Les concerts de casseroles contre Macron, une pratique qui remonte au XIXe siècle

HISTOIRE - Frapper dans sa casserole, ça peut être un acte politique. Lundi soir, une partie des Français opposés à la réforme des retraites ont participé à des « concerts de casseroles » pendant l’allocution d’Emmanuel Macron. Un mode de contestation réutilisé par quelques adversaires ce mercredi en Alsace et qui pourrait bien se reproduire ce jeudi à l’occasion d’un déplacement présidentiel dans l’Hérault.

Comme vous pouvez le voir dans la vidéo en tête d’article, ce n’est pas un procédé récent. À l’origine, c’est dans les campagnes du Moyen Âge qu’on tape sur des casseroles et des chaudrons hors des cuisines. L’idée est d’aller les faire résonner sous les fenêtres de quelqu’un que l’on cherche à humilier. Ce rituel, que l’on appelle « charivari » est une sorte de « justice populaire qui concerne la morale domestique », explique au HuffPost Emmanuel Fureix, professeur d’histoire contemporaine à l’université Paris-Est Créteil et, coauteur de l’Histoire de la rue : De l’Antiquité à nos jours (Ed. Tallandier).

« L’objectif est de faire un maximum de bruit toute la nuit sous les fenêtres de quelqu’un, un veuf remarié avec une jeune fille par exemple, ou un mari cocu… jusqu’au paiement d’une amende, » détaille l’historien.

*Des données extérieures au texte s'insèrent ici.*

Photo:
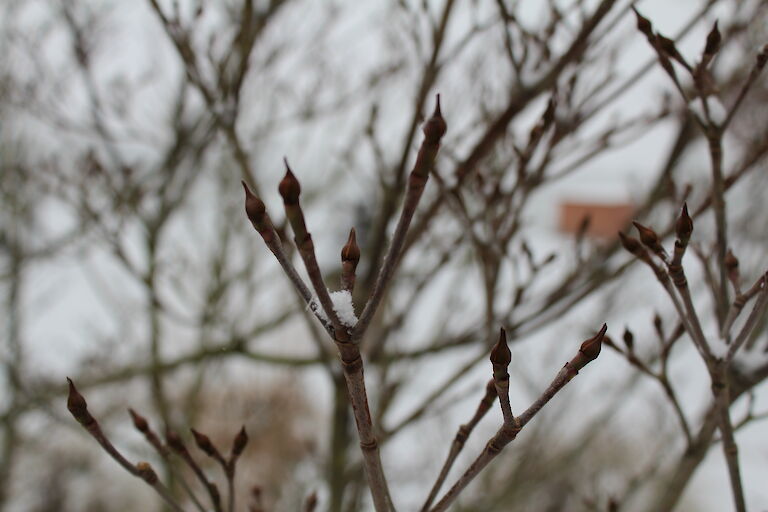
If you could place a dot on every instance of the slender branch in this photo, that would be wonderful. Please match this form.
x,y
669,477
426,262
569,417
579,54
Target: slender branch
x,y
79,409
460,440
434,129
588,351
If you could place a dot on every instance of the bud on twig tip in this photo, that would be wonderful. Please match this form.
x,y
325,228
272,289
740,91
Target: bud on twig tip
x,y
643,24
684,225
77,405
435,127
289,187
254,207
241,440
500,354
591,347
713,41
351,252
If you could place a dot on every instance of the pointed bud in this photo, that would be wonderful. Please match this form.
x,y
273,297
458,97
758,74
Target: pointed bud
x,y
254,207
648,237
311,503
643,24
351,252
549,113
684,225
629,339
435,127
608,341
667,45
241,439
139,421
713,41
78,406
500,354
591,347
204,443
658,326
289,187
146,473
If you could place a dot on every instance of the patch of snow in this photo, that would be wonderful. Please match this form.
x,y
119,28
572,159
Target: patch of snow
x,y
345,310
342,305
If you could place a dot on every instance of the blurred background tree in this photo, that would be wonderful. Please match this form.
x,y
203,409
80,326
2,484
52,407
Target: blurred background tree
x,y
127,261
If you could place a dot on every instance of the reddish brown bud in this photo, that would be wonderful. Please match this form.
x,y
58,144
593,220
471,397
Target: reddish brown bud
x,y
684,225
146,473
713,41
254,207
241,439
289,187
500,354
435,127
174,442
608,341
648,237
667,45
139,421
591,348
311,503
78,406
657,325
643,24
351,252
629,339
204,443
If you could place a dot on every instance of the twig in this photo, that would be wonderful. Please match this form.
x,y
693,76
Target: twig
x,y
434,129
462,435
588,351
79,409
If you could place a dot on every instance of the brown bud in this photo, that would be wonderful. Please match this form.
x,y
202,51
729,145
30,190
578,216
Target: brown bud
x,y
254,207
435,127
311,503
591,348
684,225
351,252
139,421
78,406
549,113
648,237
713,41
629,339
241,439
146,473
204,443
643,24
173,439
667,45
657,325
500,354
289,187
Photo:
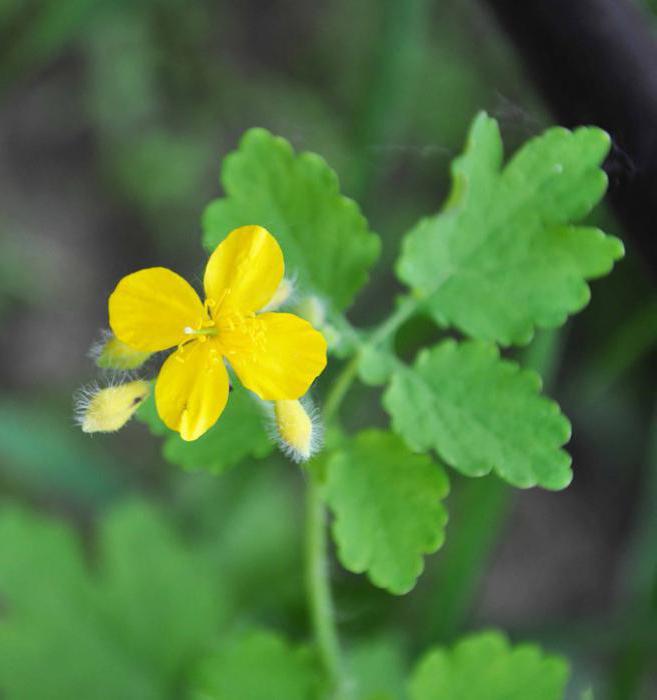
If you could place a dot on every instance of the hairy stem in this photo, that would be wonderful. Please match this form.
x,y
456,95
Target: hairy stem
x,y
322,611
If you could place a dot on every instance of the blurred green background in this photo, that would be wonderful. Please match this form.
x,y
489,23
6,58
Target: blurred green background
x,y
114,118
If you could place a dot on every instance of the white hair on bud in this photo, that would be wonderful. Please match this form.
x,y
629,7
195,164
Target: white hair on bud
x,y
109,407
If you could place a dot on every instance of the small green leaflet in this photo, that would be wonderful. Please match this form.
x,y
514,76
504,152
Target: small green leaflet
x,y
325,238
485,667
504,255
480,413
387,506
260,666
377,669
239,433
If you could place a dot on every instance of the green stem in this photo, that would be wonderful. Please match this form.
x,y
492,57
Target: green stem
x,y
318,586
322,611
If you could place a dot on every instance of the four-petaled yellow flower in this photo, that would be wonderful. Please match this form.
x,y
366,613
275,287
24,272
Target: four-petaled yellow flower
x,y
275,355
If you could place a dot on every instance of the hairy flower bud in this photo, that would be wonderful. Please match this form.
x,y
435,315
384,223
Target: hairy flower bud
x,y
298,429
111,353
105,410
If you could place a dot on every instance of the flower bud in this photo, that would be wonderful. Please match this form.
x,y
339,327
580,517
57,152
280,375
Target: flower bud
x,y
298,430
109,409
112,353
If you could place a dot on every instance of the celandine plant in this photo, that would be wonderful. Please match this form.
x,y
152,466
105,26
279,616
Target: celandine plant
x,y
504,256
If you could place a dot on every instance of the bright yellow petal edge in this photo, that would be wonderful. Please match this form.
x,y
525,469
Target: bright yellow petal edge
x,y
275,355
192,389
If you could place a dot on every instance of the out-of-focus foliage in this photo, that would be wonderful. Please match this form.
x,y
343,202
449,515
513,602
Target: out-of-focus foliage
x,y
259,666
486,667
130,626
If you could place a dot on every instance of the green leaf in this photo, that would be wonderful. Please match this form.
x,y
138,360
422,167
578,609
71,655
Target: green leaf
x,y
377,670
481,413
126,631
504,256
375,365
387,506
239,433
260,666
485,667
324,236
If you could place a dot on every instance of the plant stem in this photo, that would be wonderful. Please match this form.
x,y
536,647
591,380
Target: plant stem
x,y
318,586
339,389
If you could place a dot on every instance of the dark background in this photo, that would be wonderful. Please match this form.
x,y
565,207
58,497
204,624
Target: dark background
x,y
114,118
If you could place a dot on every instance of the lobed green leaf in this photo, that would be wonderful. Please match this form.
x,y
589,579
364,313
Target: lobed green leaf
x,y
485,667
387,506
259,666
504,255
480,413
325,238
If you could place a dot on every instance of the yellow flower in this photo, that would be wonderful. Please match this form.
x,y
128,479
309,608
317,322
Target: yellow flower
x,y
275,355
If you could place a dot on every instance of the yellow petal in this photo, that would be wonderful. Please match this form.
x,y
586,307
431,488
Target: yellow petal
x,y
150,309
275,355
244,271
192,389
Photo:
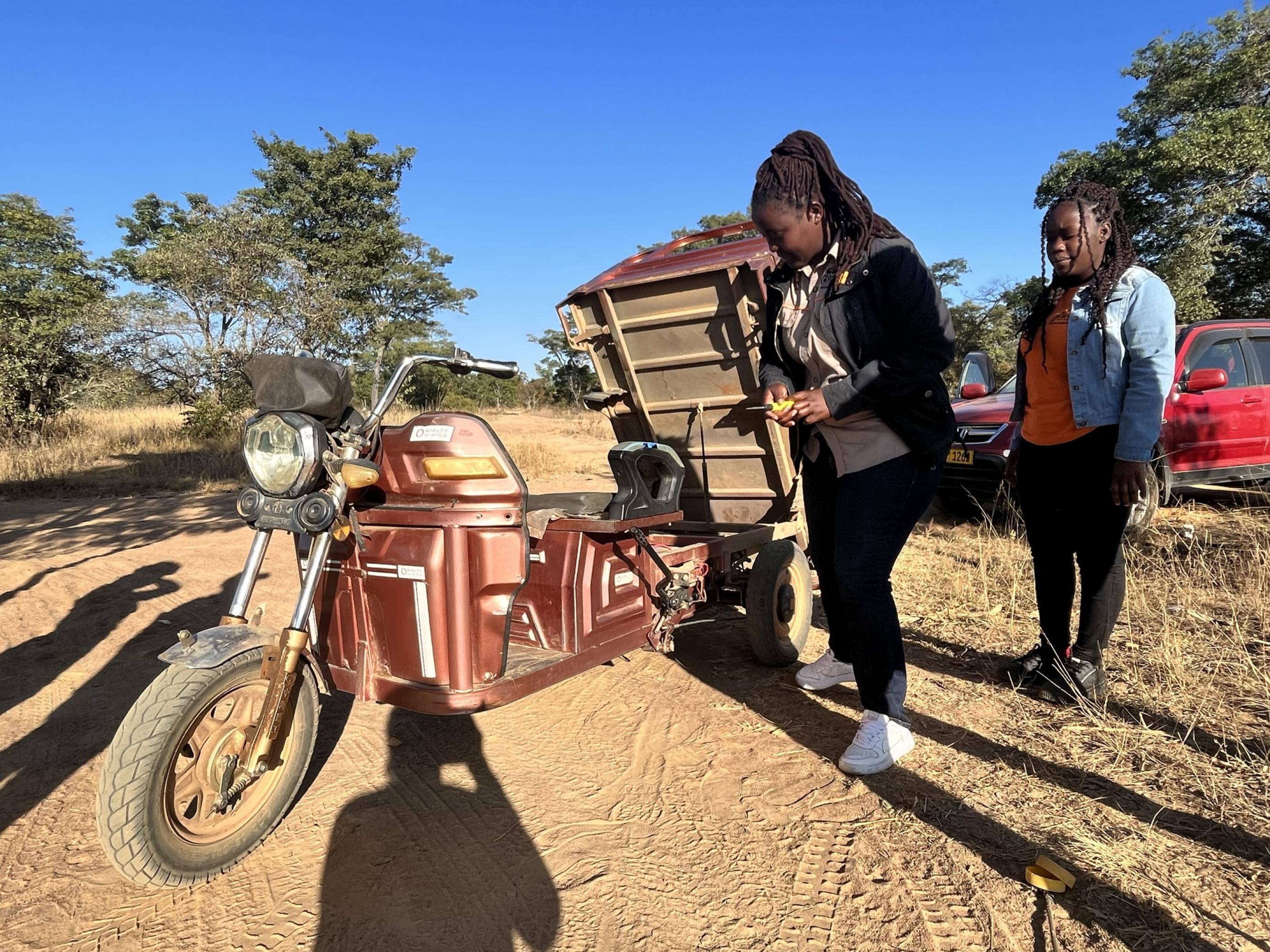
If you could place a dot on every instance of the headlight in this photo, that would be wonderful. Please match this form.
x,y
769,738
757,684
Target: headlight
x,y
284,452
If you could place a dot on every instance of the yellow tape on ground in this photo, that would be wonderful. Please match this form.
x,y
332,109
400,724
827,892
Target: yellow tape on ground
x,y
1038,877
1052,869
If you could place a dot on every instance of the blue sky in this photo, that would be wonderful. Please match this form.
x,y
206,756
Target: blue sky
x,y
555,137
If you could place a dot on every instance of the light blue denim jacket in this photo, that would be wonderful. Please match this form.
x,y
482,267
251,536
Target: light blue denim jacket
x,y
1139,363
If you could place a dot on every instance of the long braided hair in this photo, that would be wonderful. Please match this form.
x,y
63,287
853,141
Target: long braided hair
x,y
802,170
1118,256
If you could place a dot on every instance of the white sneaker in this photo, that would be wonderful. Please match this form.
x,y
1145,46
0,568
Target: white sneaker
x,y
825,673
879,743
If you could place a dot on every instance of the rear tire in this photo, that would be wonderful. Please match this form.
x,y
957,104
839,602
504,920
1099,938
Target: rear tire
x,y
1142,513
779,603
155,834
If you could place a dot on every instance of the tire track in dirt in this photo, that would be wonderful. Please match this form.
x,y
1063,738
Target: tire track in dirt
x,y
818,888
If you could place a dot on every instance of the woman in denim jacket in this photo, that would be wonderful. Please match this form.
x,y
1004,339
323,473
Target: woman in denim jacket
x,y
1095,367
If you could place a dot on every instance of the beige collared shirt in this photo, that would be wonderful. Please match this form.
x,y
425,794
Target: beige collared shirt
x,y
858,441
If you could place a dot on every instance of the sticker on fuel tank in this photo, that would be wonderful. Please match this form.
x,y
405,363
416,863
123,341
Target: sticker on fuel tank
x,y
434,433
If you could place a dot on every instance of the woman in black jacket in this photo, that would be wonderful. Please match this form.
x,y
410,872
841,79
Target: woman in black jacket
x,y
857,337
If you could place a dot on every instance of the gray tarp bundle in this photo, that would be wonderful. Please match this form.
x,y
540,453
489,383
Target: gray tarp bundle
x,y
305,385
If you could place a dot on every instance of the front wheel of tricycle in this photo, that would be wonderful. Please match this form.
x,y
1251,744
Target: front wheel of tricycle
x,y
779,603
163,772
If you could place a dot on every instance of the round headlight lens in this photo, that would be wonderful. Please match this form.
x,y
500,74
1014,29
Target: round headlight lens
x,y
275,455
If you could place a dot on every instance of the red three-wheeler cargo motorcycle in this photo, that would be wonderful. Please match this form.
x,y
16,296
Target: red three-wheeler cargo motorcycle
x,y
434,580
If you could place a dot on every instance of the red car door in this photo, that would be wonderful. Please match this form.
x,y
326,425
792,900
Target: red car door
x,y
1259,350
1220,428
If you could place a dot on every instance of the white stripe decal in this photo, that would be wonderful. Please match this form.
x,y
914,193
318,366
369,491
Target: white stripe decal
x,y
423,626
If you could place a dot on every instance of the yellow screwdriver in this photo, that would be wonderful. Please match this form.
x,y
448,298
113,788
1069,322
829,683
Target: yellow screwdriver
x,y
778,408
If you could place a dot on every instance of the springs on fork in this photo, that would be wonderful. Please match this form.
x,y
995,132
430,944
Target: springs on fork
x,y
223,803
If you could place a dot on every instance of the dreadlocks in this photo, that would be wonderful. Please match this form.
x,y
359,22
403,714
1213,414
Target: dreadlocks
x,y
1117,257
802,170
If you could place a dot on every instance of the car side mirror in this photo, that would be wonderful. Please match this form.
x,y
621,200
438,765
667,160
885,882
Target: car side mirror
x,y
1206,379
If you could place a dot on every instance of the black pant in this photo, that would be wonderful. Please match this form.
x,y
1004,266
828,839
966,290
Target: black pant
x,y
1065,493
858,526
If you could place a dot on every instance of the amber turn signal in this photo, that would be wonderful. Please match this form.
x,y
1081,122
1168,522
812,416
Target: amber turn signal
x,y
463,467
358,473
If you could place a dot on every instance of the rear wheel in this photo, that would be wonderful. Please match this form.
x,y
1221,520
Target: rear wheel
x,y
163,773
1142,513
779,603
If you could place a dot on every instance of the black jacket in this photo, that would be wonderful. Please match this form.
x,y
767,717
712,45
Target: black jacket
x,y
892,328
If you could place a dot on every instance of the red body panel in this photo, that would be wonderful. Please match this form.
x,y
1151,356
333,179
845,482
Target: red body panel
x,y
447,611
1223,428
426,603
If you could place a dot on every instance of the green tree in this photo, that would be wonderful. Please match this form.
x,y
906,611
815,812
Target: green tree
x,y
568,371
52,312
707,223
1192,162
987,320
223,286
341,216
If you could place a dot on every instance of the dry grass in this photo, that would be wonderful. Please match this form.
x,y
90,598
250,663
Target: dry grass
x,y
141,451
1164,794
136,451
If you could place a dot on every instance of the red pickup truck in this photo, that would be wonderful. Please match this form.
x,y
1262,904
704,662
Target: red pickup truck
x,y
1216,427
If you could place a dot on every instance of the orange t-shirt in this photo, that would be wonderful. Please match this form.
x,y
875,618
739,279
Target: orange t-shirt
x,y
1048,418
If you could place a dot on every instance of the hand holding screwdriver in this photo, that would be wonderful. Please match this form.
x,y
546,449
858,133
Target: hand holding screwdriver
x,y
778,405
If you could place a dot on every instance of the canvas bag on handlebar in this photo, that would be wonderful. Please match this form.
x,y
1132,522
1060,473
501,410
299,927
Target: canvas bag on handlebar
x,y
305,385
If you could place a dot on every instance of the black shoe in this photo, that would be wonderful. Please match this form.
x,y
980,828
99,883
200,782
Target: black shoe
x,y
1023,672
1076,678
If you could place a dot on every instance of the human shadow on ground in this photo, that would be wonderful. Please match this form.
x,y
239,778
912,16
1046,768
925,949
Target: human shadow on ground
x,y
723,662
31,666
437,860
36,528
83,725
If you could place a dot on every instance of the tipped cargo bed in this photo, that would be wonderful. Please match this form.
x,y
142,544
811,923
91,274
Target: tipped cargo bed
x,y
674,335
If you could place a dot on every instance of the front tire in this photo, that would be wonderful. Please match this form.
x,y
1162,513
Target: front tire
x,y
779,603
154,798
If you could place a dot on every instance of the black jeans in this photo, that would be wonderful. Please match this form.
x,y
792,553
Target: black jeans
x,y
1065,493
858,526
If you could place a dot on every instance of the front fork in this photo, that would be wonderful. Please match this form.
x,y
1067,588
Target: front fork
x,y
280,667
282,671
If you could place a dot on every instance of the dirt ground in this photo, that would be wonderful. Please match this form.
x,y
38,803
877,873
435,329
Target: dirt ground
x,y
661,803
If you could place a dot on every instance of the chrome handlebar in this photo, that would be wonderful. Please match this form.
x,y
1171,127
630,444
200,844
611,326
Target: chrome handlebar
x,y
462,362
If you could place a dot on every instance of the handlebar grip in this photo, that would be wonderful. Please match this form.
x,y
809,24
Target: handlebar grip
x,y
497,368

Les casseroles contre la Monarchie de juillet

Ce n’est qu’au XIXe siècle, que le charivari arrive en ville et devient politique. En 1830, la Monarchie de Juillet de Louis-Philippe succède à la Restauration de Charles X. La vie politique est alors limitée à une poignée d’élites, et on cherche tous les moyens pour s’exprimer dans l’espace publique, et notamment par des concerts de casseroles.

Les manifestants, des républicains, viennent taper dans des casseroles sous les fenêtres de préfets ou de députés jugés trop proches du pouvoir, ou encore d’élus corrompus.

En 1832, sur quelques semaines, on compte ainsi une centaine de charivaris contre des députés. C’est le cas d’Adolphe Thiers, qui, pas encore ministre, n’arrive pas à se débarrasser des badauds qui font du bruit sous ses fenêtres et le suivent plusieurs jours de suite à Aix-en-Provence, puis à Marseille, à Brignoles et à Toulon.

Une pratique ancrée en Amérique du Sud

La pratique se raréfie ensuite avec l’arrivée du suffrage universel en 1848. Mais elle va revenir sous une forme différente, ailleurs dans le monde, et notamment en Amérique du Sud.

Le but est de faire entendre sa colère dans une manifestation assourdissante. Ce mode de contestation « est proche des charivaris politiques du 19e siècle et en même temps c’est autre chose, puisqu’il s’agit de manifestations, et non pas de rituels d’humiliation sous les fenêtres de quelqu’un », analyse l’historien Emmanuel Fureix.

Dans les années 1970, le Chili connaît ses premiers concerts de casseroles, où les opposants au gouvernement socialiste de Salvador Allende, surtout des femmes aisées, dénoncent les pénuries alimentaires. Même méthode quelques années plus tard, utilisée par les classes populaires contre la dictature de Pinochet cette fois-ci. On parle alors de « cacerolazo ».

Plus tard, c’est en Argentine en 2001, mais aussi au Brésil en 2015, que la population use du bruit pour se faire entendre. Avec la mondialisation et les réseaux sociaux, on entend le bruit des casseroles partout dans le monde, que ce soit en Islande pendant la crise économique en 2009, au Québec pendant des manifestations étudiantes en 2012.

En France pendant la campagne présidentielle, c’est François Fillon, empêtré dans le Penelopegate qui ne peut plus se déplacer sans être accueilli par un concert de casserole.